Wikileaks has just released a the IP Rights Chapter of the TPP, or at least the version that existed as of October 5, 2015.
Based on the version released by Wikileaks, The Guardian article linked here says that the TPP will "give signatories the ability to curtail legal proceedings if the theft of information is 'detrimental to a party’s economic interests, international relations, or national defense or national security' – in other words, presumably, if a trial would cause the information to spread."
I'm not sure I agree. The text in question (Article Q.Q.H.8.3) says that "a Party (any of the countries who sign on to the TPP) may, where appropriate, limit the availability of such criminal procedures [to prosecute trade secret theft], or limit the level of penalties available, TO one or more of the following cases: . . . . (e) the acts are detrimental to a Party's economic interest, international relations, or national defense or national security."
Note the "TO," which I highlighted.
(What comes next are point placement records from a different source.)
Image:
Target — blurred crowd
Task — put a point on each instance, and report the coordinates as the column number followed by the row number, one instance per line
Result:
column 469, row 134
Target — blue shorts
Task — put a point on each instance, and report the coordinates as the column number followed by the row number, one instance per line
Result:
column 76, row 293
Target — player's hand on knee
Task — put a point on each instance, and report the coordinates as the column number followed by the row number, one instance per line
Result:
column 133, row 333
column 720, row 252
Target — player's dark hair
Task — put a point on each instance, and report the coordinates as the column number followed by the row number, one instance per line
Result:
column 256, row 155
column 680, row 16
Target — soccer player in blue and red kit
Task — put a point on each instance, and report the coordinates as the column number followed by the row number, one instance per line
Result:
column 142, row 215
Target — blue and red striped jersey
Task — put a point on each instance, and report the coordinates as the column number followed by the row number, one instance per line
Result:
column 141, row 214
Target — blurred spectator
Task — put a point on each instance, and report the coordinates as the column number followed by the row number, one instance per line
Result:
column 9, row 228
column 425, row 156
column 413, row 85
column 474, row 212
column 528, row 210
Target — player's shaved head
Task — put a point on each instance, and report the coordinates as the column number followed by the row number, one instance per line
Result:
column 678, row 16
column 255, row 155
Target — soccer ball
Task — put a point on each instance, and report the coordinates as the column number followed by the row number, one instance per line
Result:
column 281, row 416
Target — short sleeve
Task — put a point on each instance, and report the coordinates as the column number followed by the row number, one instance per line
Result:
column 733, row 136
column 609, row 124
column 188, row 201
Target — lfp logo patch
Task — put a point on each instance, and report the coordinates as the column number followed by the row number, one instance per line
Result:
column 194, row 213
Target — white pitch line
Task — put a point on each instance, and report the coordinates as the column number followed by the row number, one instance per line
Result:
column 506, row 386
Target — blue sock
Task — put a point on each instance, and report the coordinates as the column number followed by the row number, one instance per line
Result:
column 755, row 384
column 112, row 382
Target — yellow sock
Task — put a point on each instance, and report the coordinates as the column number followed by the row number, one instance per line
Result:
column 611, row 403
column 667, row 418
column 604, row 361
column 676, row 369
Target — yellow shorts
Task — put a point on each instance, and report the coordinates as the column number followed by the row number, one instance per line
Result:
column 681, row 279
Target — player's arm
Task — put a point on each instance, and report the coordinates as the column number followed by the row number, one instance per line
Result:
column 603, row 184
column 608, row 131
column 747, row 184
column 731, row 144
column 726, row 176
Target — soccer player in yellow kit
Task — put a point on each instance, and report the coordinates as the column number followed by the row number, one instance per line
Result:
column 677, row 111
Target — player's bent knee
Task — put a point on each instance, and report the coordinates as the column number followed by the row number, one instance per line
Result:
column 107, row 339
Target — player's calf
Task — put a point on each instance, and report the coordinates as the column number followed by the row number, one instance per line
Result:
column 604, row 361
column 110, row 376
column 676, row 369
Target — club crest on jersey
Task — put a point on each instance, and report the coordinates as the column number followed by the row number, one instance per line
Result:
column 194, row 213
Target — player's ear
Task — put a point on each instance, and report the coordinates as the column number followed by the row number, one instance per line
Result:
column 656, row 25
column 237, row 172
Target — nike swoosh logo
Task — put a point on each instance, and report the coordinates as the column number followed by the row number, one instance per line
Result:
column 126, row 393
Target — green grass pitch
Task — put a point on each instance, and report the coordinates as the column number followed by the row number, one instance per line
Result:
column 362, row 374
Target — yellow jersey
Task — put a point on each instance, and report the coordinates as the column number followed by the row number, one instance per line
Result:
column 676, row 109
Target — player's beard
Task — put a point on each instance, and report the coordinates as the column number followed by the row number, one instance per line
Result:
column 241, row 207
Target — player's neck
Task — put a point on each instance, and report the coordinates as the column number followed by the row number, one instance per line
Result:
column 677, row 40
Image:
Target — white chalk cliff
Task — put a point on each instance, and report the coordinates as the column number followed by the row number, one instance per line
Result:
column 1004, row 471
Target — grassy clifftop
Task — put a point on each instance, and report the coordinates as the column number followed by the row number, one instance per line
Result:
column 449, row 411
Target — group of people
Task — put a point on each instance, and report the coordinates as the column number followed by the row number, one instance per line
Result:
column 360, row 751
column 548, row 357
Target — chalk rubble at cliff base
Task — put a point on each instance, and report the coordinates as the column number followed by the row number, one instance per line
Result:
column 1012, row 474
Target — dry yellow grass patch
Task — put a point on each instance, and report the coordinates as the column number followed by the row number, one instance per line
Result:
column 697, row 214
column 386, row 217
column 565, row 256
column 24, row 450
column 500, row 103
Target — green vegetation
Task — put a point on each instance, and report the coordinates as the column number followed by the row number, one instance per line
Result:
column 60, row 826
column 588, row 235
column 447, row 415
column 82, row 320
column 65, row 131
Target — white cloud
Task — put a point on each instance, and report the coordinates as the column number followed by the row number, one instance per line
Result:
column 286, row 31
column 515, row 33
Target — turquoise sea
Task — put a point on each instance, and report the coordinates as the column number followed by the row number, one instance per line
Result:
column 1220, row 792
This suggests that a country may limit its criminal prosecution of trade secret theft TO situations where the theft is detrimental to the country's economic interest.
The Guardian's interpretation effectively replaces the word "TO" with the word "IN." Doing so substantially changes the meaning of this section. If a country can "limit the availability of such criminal procedures . . . IN . . . one or more of the following cases," then the country can restrict application of existing laws in situations where "the acts are detrimental to a Party's economic interest" etc.
But I don't think that's what the provision is trying to say.
Certainly this is one area that could use some clarification before it's up for ratification.